Many years ago, when I was writing my first spec for a software product, an engineer told me: Your software can be good, fast, or cheap. Pick two.

It crystallized the idea of tradeoffs very powerfully in my brain.

Ever since, I’ve noticed the “pick two out of three” rule applies in a broad set of contexts. Tradeoffs abound when traits are inversely correlated or simply rare in combination.

Here are some other examples some friends and I came up with. Pick two out of three.

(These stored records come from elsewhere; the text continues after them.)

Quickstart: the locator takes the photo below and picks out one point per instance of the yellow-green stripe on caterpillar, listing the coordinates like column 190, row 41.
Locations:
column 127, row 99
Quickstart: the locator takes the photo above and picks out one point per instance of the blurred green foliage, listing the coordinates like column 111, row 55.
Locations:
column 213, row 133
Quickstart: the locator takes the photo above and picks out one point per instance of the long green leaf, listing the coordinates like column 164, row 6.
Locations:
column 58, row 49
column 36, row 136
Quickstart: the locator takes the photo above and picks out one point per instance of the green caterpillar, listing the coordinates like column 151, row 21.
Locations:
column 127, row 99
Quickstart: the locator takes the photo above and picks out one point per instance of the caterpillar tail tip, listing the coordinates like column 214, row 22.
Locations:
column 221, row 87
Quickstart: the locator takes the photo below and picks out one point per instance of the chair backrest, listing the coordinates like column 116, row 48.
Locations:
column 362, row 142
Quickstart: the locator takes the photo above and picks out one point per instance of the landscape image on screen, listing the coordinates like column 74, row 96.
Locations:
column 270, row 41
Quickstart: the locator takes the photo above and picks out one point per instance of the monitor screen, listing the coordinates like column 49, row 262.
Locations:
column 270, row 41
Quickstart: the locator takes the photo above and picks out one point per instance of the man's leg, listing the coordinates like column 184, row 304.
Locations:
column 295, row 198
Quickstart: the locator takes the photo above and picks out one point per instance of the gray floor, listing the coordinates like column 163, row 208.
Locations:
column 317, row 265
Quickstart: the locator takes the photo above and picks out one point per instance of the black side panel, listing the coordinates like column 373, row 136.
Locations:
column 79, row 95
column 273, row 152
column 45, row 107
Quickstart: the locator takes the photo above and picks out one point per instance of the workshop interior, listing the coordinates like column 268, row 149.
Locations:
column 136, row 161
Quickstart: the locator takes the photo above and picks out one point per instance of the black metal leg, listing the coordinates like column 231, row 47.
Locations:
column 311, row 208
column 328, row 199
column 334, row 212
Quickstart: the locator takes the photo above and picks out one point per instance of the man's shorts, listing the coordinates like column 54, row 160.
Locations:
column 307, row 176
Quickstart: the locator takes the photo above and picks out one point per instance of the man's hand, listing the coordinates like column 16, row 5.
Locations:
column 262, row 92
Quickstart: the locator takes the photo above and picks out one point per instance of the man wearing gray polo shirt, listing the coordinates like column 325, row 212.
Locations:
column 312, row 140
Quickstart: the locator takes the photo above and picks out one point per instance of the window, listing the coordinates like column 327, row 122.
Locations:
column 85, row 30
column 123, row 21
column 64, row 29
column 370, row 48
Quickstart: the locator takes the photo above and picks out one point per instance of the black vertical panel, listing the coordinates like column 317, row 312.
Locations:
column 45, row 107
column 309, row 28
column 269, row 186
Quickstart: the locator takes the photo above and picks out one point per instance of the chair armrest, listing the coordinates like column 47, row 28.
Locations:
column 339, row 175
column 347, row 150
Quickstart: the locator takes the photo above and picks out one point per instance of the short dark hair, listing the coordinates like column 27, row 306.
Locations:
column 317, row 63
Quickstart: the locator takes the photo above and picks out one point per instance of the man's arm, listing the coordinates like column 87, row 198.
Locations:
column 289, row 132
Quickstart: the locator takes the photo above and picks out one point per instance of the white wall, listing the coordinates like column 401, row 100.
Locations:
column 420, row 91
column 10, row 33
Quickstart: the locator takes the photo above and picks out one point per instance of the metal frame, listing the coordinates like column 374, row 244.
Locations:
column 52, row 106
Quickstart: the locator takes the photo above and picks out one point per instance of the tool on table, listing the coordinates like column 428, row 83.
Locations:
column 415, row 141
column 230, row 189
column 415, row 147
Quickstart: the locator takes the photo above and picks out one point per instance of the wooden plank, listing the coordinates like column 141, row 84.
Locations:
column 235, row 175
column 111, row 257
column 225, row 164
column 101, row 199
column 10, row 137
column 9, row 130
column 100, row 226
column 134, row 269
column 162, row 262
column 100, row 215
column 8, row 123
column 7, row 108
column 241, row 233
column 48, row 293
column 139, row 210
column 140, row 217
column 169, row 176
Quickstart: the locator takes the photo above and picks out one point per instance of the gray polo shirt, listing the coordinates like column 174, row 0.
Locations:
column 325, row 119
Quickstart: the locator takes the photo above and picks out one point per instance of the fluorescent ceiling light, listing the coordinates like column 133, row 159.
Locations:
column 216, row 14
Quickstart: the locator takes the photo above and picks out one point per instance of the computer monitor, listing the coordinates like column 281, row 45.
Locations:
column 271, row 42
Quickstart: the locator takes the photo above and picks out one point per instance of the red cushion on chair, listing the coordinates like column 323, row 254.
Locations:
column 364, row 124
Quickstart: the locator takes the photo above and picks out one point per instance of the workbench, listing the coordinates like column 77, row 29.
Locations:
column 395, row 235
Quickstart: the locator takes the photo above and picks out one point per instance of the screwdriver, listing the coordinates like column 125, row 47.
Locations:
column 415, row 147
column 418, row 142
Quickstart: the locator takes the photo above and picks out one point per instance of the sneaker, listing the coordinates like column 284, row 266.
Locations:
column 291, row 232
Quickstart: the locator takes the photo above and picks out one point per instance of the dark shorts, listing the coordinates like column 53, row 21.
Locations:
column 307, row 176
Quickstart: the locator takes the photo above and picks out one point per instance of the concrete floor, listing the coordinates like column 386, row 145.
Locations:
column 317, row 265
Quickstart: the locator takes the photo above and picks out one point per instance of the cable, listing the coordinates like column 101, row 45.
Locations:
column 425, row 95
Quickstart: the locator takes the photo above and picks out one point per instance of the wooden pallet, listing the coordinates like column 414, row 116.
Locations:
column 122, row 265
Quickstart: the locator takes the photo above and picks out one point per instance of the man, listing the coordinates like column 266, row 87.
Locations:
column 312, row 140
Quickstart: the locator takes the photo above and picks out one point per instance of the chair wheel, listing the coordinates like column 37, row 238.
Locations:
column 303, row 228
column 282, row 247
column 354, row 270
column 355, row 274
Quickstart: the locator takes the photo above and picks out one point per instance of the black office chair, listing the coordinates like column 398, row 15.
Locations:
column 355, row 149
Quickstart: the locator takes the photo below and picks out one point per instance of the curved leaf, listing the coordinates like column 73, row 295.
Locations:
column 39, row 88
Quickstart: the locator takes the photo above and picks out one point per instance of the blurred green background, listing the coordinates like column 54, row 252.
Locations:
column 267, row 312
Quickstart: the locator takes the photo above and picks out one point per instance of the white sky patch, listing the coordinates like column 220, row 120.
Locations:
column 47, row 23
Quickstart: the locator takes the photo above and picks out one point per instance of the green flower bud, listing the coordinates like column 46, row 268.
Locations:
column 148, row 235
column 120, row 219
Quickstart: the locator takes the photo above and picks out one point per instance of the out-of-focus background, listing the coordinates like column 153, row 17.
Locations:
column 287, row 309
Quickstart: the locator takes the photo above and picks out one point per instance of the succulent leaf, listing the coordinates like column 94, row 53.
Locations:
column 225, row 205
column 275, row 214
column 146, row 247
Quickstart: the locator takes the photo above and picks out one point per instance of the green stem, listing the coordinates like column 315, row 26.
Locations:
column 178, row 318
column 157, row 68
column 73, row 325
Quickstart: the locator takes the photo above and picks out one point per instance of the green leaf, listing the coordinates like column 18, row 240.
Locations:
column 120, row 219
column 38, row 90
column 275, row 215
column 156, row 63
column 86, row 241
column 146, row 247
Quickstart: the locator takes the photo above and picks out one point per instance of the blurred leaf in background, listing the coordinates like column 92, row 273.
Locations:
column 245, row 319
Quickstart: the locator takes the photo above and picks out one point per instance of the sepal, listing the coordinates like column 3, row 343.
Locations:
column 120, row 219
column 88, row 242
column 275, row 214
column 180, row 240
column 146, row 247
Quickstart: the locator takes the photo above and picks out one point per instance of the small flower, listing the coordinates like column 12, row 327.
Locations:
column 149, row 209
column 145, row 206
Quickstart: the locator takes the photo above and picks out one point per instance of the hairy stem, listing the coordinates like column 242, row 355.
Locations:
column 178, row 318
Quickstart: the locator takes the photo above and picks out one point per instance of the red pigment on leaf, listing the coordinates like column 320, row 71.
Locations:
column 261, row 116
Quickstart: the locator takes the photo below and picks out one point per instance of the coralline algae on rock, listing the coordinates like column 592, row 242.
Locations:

  • Products generally: easy to use, secure, private
  • Your significant other: hot, smart, emotionally stable
  • Vacations: exotic, relaxing, cheap
  • Non-fiction: original, entertaining, short
  • Meals made at home: tasty, nutritious, easy to make/cleanup
  • Shoes: comfortable, durable, stylish

And as I learned in compiling this list:

  • Blog posts: honest, politically correct, concise
9 comments on “If You’re Hot and Smart You Can’t Be…
  • My view is that your perceptions change over time and that in the beginning days, you might think that your (significant other, vacation, meals made at home, etc.) possess all three of the traits.

    For example, I thought Evernote was A) Easy to use B) Secure C) Private until in March when I saw that it was hacked.

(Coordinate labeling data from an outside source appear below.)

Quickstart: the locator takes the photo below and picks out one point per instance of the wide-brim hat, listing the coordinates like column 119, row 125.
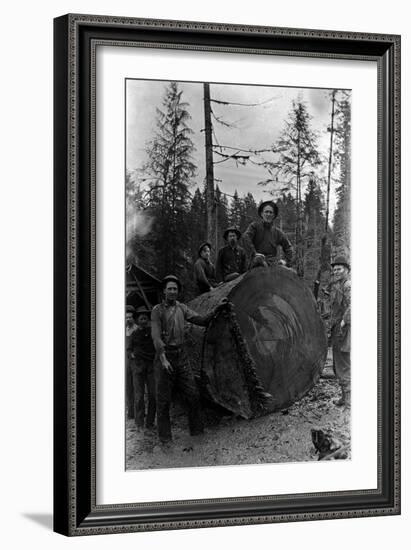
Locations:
column 266, row 203
column 234, row 229
column 341, row 260
column 142, row 309
column 202, row 245
column 171, row 278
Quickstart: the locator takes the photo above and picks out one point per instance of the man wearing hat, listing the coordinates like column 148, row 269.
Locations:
column 263, row 237
column 130, row 328
column 341, row 326
column 172, row 367
column 231, row 259
column 204, row 270
column 141, row 350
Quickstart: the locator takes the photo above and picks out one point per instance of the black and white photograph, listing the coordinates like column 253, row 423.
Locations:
column 237, row 286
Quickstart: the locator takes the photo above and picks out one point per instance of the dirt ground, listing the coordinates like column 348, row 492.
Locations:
column 284, row 436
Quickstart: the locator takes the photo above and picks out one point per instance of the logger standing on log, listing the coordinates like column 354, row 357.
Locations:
column 204, row 270
column 130, row 328
column 172, row 366
column 263, row 237
column 341, row 327
column 231, row 259
column 141, row 351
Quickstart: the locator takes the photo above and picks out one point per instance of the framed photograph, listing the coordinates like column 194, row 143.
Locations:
column 227, row 275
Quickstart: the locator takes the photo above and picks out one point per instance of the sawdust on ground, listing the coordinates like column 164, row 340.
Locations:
column 284, row 436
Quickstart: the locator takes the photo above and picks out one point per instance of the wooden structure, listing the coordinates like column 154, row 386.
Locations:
column 142, row 288
column 272, row 340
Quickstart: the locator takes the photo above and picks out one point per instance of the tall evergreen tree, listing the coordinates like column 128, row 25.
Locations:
column 236, row 210
column 248, row 211
column 342, row 213
column 314, row 221
column 222, row 211
column 170, row 171
column 297, row 158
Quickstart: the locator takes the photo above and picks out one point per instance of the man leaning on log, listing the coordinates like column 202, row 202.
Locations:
column 231, row 259
column 172, row 367
column 262, row 237
column 341, row 327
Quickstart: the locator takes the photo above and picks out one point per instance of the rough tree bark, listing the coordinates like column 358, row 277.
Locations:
column 272, row 340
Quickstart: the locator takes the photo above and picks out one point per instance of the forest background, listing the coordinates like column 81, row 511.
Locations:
column 201, row 157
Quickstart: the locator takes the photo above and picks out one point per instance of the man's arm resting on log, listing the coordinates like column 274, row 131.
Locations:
column 248, row 237
column 202, row 320
column 287, row 248
column 157, row 340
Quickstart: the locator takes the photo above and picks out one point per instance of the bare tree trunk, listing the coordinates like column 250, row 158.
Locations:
column 210, row 195
column 317, row 281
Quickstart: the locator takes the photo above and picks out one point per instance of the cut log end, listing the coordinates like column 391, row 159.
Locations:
column 274, row 343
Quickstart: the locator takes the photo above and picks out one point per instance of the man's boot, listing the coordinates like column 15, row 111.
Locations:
column 341, row 402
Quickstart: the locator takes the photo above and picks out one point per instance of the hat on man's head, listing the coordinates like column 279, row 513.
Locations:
column 203, row 245
column 142, row 310
column 234, row 229
column 341, row 260
column 266, row 203
column 171, row 279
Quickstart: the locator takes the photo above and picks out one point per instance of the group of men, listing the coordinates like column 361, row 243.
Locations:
column 262, row 238
column 157, row 361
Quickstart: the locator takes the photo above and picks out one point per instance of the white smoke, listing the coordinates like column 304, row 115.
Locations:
column 138, row 224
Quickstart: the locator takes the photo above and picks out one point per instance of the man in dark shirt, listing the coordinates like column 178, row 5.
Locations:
column 341, row 326
column 204, row 270
column 141, row 349
column 231, row 259
column 172, row 367
column 263, row 237
column 130, row 328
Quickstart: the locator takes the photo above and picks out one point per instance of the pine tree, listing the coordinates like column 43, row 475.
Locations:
column 298, row 157
column 314, row 221
column 222, row 211
column 170, row 171
column 236, row 210
column 342, row 214
column 248, row 211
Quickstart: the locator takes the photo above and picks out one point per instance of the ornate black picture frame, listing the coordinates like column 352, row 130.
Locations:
column 75, row 41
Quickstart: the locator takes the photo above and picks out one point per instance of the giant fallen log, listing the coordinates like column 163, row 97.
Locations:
column 266, row 350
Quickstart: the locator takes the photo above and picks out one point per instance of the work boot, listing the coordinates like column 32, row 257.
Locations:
column 341, row 402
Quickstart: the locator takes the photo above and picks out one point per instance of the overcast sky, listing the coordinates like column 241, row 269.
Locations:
column 255, row 127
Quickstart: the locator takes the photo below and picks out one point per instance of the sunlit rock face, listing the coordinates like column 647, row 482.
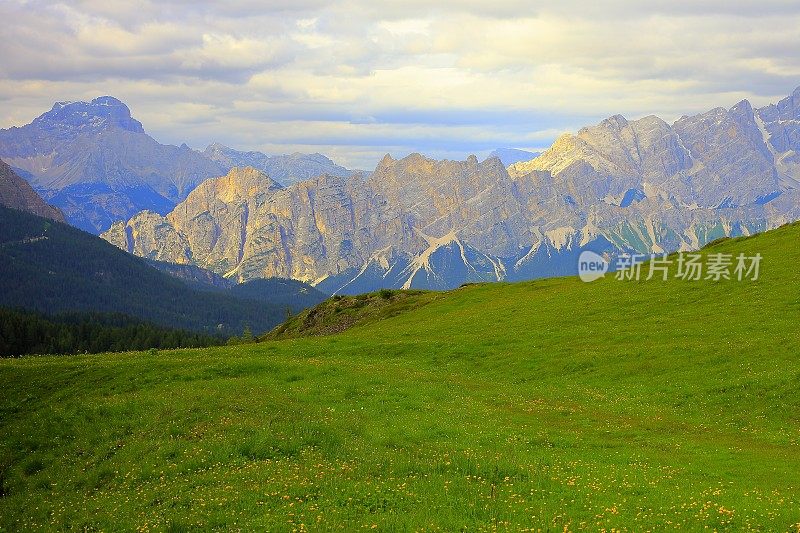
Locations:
column 641, row 186
column 16, row 193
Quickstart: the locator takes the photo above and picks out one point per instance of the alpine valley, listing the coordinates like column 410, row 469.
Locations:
column 641, row 186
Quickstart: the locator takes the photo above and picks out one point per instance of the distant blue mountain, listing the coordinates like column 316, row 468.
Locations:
column 509, row 156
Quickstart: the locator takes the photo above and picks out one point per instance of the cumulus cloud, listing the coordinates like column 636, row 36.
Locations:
column 359, row 78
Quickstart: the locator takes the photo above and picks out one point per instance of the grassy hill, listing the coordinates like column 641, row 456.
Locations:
column 53, row 268
column 551, row 405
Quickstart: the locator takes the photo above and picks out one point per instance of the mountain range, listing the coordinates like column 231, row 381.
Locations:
column 16, row 193
column 96, row 163
column 642, row 186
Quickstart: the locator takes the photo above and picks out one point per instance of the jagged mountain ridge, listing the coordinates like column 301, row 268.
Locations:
column 16, row 193
column 285, row 168
column 96, row 162
column 620, row 186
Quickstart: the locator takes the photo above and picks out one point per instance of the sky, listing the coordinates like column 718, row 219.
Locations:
column 356, row 79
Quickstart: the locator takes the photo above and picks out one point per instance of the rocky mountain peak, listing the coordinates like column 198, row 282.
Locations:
column 101, row 113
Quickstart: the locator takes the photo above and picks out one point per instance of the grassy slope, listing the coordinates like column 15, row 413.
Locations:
column 551, row 404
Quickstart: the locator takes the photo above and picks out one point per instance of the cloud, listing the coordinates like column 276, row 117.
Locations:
column 359, row 78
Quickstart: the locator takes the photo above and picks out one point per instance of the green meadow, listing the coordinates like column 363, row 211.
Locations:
column 539, row 406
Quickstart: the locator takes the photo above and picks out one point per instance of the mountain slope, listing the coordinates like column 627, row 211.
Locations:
column 51, row 268
column 96, row 163
column 545, row 405
column 641, row 186
column 285, row 169
column 509, row 156
column 16, row 193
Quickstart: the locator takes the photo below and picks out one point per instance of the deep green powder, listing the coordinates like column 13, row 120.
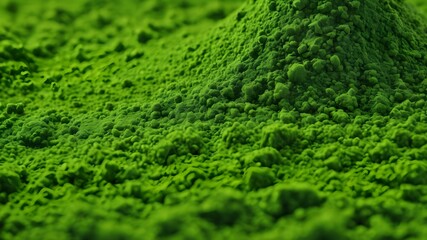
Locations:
column 198, row 119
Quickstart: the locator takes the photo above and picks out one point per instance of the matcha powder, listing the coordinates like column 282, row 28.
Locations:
column 199, row 119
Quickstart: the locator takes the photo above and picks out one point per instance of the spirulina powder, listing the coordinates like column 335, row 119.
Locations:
column 213, row 120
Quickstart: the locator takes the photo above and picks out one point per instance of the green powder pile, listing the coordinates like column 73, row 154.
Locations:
column 201, row 119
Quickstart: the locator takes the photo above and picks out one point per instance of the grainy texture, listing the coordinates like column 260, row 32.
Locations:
column 201, row 119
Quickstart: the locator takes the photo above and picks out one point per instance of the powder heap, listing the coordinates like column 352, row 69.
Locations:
column 199, row 119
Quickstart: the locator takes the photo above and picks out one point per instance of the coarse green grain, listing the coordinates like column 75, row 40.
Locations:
column 201, row 119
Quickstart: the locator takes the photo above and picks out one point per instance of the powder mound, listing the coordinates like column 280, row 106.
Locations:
column 304, row 55
column 16, row 64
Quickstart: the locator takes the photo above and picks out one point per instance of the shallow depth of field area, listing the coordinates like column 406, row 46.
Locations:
column 213, row 119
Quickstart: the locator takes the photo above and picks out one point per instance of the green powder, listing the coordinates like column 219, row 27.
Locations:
column 197, row 119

    When I’m on a date with a girl, I tend to think she is hot, smart, and emotionally stable until another girl comes along that I compare her to and she is not so hot, smart, or emotionally stable anymore.

    It’s really what you use as the basis of your comparison. Are the shoes comfortable, durable, and stylish compared to what? Walking barefoot? Yeah probably.

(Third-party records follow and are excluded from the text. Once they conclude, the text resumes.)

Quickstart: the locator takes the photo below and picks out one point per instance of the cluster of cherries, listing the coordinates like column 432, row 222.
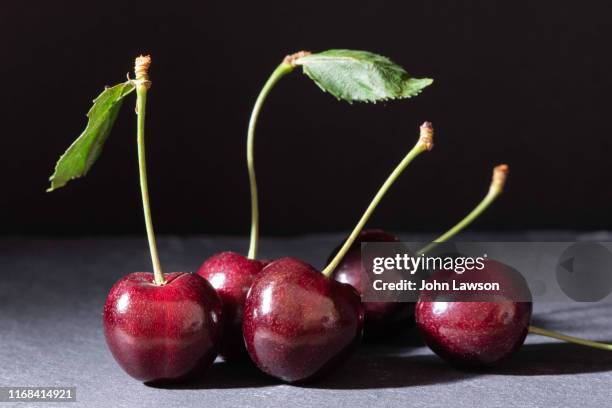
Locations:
column 293, row 321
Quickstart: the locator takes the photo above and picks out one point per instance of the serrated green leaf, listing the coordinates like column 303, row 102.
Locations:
column 84, row 151
column 360, row 76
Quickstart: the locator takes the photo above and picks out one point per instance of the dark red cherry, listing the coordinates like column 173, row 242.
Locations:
column 473, row 329
column 298, row 324
column 231, row 275
column 166, row 332
column 380, row 317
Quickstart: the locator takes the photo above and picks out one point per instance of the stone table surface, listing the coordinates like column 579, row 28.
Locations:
column 52, row 292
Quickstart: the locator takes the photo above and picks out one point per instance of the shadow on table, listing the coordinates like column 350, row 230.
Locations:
column 373, row 367
column 379, row 370
column 555, row 359
column 223, row 375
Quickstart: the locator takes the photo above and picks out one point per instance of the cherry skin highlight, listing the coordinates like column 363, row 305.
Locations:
column 298, row 325
column 231, row 274
column 163, row 333
column 380, row 317
column 481, row 332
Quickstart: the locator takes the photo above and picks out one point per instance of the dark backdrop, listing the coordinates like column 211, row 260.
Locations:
column 522, row 82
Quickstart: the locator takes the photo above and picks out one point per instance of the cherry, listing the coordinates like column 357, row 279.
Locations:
column 298, row 324
column 381, row 317
column 231, row 274
column 158, row 327
column 471, row 329
column 473, row 333
column 166, row 332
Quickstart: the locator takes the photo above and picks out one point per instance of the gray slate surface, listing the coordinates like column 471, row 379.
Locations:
column 51, row 297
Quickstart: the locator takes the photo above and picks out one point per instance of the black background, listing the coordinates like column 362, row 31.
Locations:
column 526, row 83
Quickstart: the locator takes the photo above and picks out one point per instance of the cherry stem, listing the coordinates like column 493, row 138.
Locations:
column 143, row 84
column 500, row 173
column 424, row 143
column 287, row 66
column 570, row 339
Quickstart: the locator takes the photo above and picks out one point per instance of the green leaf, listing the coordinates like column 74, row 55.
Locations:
column 84, row 151
column 360, row 76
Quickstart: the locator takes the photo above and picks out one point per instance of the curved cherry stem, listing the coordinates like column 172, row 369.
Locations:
column 500, row 173
column 570, row 339
column 283, row 69
column 424, row 143
column 143, row 84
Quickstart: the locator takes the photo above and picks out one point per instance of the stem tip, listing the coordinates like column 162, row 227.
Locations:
column 141, row 69
column 500, row 174
column 426, row 135
column 292, row 59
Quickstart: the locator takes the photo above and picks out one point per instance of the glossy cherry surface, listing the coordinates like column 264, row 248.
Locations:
column 231, row 274
column 474, row 333
column 379, row 316
column 166, row 332
column 298, row 324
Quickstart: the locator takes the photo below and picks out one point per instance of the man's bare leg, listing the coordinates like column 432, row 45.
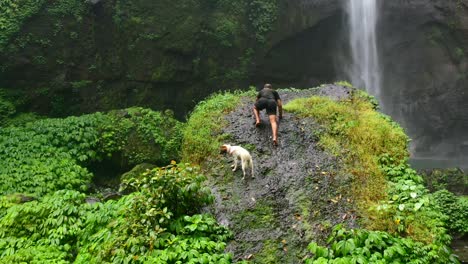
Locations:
column 274, row 128
column 257, row 116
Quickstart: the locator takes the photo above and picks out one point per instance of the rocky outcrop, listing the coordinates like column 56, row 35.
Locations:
column 170, row 54
column 424, row 49
column 299, row 191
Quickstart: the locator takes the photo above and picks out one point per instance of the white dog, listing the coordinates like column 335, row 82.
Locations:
column 241, row 153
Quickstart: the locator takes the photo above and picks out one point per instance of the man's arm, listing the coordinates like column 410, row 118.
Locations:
column 280, row 108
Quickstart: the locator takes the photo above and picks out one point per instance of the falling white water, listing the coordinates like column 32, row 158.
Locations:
column 364, row 71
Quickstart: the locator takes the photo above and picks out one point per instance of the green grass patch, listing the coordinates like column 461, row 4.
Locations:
column 358, row 134
column 203, row 135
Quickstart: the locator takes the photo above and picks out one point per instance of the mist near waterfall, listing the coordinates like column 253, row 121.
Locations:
column 363, row 68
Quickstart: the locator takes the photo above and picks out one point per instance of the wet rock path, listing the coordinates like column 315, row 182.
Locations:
column 298, row 193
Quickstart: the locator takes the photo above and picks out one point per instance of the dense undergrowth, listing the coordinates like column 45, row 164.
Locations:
column 47, row 217
column 374, row 149
column 202, row 135
column 145, row 226
column 52, row 154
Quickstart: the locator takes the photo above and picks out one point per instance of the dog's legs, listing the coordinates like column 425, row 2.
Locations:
column 234, row 166
column 243, row 168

    Interesting post, just thought I’d add my two cents.

  • I am reminded of David Sedaris’s ‘four burners’ theory: http://www.newyorker.com/reporting/2009/08/24/090824fa_fact_sedaris

    There are four burners in your life: “One burner represents your family, one is your friends, the third is your health, and the fourth is your work.” The gist, she said, was that in order to be successful you have to cut off one of your burners. And in order to be really successful you have to cut off two.

    Fits, too, doesn’t it? Kind like the Rule of Pareto, yes? Thanks for the thinking here that made me think of this. Good on ya.

  • Shoes can be durable, comfortable and stylish, if you pay what they’re worth. That’s why I would change your “pick two out of three” by saying that shoes can’t be cheap, durable and comfortable/stylish at the same time.

  • I disagree. I have personally experienced or demonstrated counter examples that immediately come to mind on the points of people/personalities/significant others, shoes, meals (a great deal of my meals are cheap, tasty, and relatively easy to make), vacations/travel (many of the most exotic places are very cheap, whether you consider them relaxing is more a function of your overall style of mind, but they have been for me, unless you consider “relaxing” to be one in which you have quality material goods, which is a kind of circular logic and false dichotomy to me).
    Non-fiction: no, wrong again! Check out the works of Etgar Keret. To me they satisfy all those criteria. Or the short stories of Gogol, and surely more.